Oct. 26—Guadalajara, Mexico
For Beezie Madden, the first day of competition at the Pan American Games was a relatively easy one. She got to watch 50 riders before her tackling the course, which told her exactly where she had go to outrun them.
“I knew [Christine McCarea] was still leading, so I took the same track she did,” said Madden, who rode Coral Reef Via Volo to the top of the class. “She hadn’t done the inside turn to the last double, and I thought at that point it wasn’t worth the risk, and I could be faster without doing it.”
Sure enough, Madden outran McCrea by finding a tighter track to the first four fences. McCrea had led the field since she took a turn around the ring at the Guadalajara Country Club, 21st in the order. McCrea knew her teammate well enough to know that she might not hold onto that lead for the rest of the day, but she was happy to finish second.
“I knew she’d be really fast. I didn’t care that she beat me—as long as it was an American, it’s fine with me,” said McCrea, East Windsor, Conn.
Thanks to Madden and McCrea’s great scores, the U.S. tops the race for team gold. But not by much. Three Mexican riders—Daniel Michan, Antonio Maurer and Alberto Michan—finished right on their heels, pushing Mexico to a close second place. Right now the United States has 2.9 total penalties, and Mexico has 3.26. Brazil, led by Bernardo Alves and Bridgit, trails in third with 7.61 penalties, ahead of Argentina.
Javier Fernández built a serious track for the 55 riders who took to the field, with three combinations, each of which had plenty of problems. The fences generally stayed in the 1.45-meter range, with a few set a bit higher. Federico Daners, who scored a top 20 finish for his native Uruguay last week in the eventing competition—took a tumble off Chicolas coming into the final combination, and Peru’s Alonso Valdez stopped out after a miscommunication at a plank fence.
The lead-off rider for the U.S., McLain Ward, didn’t have the day he was hoping for. Antares F took down two rails coming into combinations. But a lightning-quick round meant that he finished the day in seventh.
“It wasn’t exactly the round I’d like to have, but at least I was fast,” said Ward, Brewster, N.Y. “Hopefully the rest of the team will go well, and we’ll be in a good position.”
The last U.S. rider to tackle the course, Kent Farrington, also had two rails on Uceko, arguably the least seasoned mount on the U.S. team. Farrington lies 15th.

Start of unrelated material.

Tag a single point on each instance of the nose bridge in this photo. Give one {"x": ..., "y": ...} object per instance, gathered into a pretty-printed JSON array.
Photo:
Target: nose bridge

“I thought my horse was trying hard. He jumped well,” said Farrington. “I got a little deep to the triple bar, and he overjumped A and just got far away from B and had it down. I just went kind of for a nice round after that. I thought he was good, and the U.S. team is doing well, and that’s what we’re here for.”
Plenty At Stake
The U.S. riders are feeling the pressure as they need to do well in order to earn a spot at the 2012 London Olympic Games. Two other teams competing here—Brazil and Canada—have already earned slots at that event, and there are three invitations at stake.
The atmosphere in the U.S. camp at the Games feels tense, to say the least. The team endured a disappointing Nations Cup season in Europe which saw them relegated from the Top League to the Promotional League series. After following that performance with a 10th-placed finish at the Nations Cup at Spruce Meadows (Alberta), U.S. show jumpers are in need of a boost.

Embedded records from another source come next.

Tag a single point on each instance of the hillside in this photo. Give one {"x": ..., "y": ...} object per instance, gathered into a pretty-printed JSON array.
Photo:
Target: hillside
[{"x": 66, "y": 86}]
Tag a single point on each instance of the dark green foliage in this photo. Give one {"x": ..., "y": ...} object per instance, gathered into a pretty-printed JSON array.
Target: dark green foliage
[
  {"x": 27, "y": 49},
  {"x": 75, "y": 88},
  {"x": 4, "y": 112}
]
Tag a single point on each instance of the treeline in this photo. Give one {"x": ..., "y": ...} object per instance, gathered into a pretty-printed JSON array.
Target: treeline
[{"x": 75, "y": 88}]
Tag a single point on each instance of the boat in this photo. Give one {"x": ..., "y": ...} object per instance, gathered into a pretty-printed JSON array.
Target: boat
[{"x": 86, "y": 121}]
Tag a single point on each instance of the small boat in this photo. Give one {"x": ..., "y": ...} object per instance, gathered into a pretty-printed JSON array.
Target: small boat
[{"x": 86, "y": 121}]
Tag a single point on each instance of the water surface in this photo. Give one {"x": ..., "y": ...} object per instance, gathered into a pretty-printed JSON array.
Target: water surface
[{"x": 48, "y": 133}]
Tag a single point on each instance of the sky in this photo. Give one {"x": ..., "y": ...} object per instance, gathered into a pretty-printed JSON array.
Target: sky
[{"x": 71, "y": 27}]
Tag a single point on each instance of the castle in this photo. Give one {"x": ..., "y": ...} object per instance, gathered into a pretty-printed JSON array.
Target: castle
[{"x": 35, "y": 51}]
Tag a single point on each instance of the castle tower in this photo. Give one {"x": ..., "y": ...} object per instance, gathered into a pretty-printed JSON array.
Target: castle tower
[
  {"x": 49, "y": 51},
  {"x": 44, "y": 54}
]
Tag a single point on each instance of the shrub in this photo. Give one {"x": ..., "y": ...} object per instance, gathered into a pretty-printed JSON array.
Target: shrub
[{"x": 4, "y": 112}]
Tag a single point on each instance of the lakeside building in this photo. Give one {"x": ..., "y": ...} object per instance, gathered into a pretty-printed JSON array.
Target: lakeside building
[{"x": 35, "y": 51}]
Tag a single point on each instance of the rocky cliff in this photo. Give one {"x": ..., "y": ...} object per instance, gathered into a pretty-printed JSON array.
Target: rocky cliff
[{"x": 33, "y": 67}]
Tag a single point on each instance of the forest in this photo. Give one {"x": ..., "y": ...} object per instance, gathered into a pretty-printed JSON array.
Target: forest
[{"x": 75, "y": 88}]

“For sure, getting a team medal is the most pressure of all,” said Madden, Cazenovia, N.Y. “We still need to qualify for the Olympic Games, and I think we have the entire U.S. contingent here watching us and following us. There are a lot of other teams with the same goal. But that’s the game.”

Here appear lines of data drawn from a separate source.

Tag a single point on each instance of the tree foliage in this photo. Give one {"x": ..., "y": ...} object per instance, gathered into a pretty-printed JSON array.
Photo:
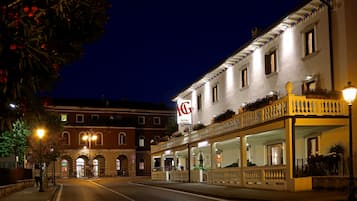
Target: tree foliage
[
  {"x": 14, "y": 142},
  {"x": 38, "y": 37}
]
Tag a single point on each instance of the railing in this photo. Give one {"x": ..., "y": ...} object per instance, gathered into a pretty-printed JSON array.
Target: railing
[
  {"x": 270, "y": 177},
  {"x": 289, "y": 105},
  {"x": 225, "y": 176}
]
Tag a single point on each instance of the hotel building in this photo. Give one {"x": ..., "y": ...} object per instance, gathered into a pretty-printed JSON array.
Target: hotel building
[{"x": 264, "y": 116}]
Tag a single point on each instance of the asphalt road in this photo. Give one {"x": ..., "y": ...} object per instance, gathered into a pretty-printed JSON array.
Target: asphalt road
[{"x": 120, "y": 189}]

Those other countries include Mexico. With a tight race, that country has pulled out all the stops to try to earn a ticket to London as well.
“The Mexican team has been working really hard in Guadalajara for the last 15 days, really concentrating to get ready for this event,” said Daniel. “The results from today paid off, for all the effort. What I think for tomorrow is we’re going to keep on doing well and try to keep it up.”
Four of the U.S. riders had a different preparation strategy. Madden, McCrea, Farrington and reserve rider Mario Deslauriers came to Mexico on Sunday from the Pennsylvania National, where everyone performed on form, granted, on different mounts. Deslauriers won the $40,000 Pennsylvania Big Jump and finished as the Open Jumper Champion on Cella, Farrington won three open jumper classes, Madden placed third in the Prix de Penn National CSI-W on Cortes C and earned leading lady rider honors, and McCrea picked up good ribbons on Avenir.
Team competition continues tomorrow, with two more rounds of jumping. The individual competition wraps up on Sat. Oct. 29.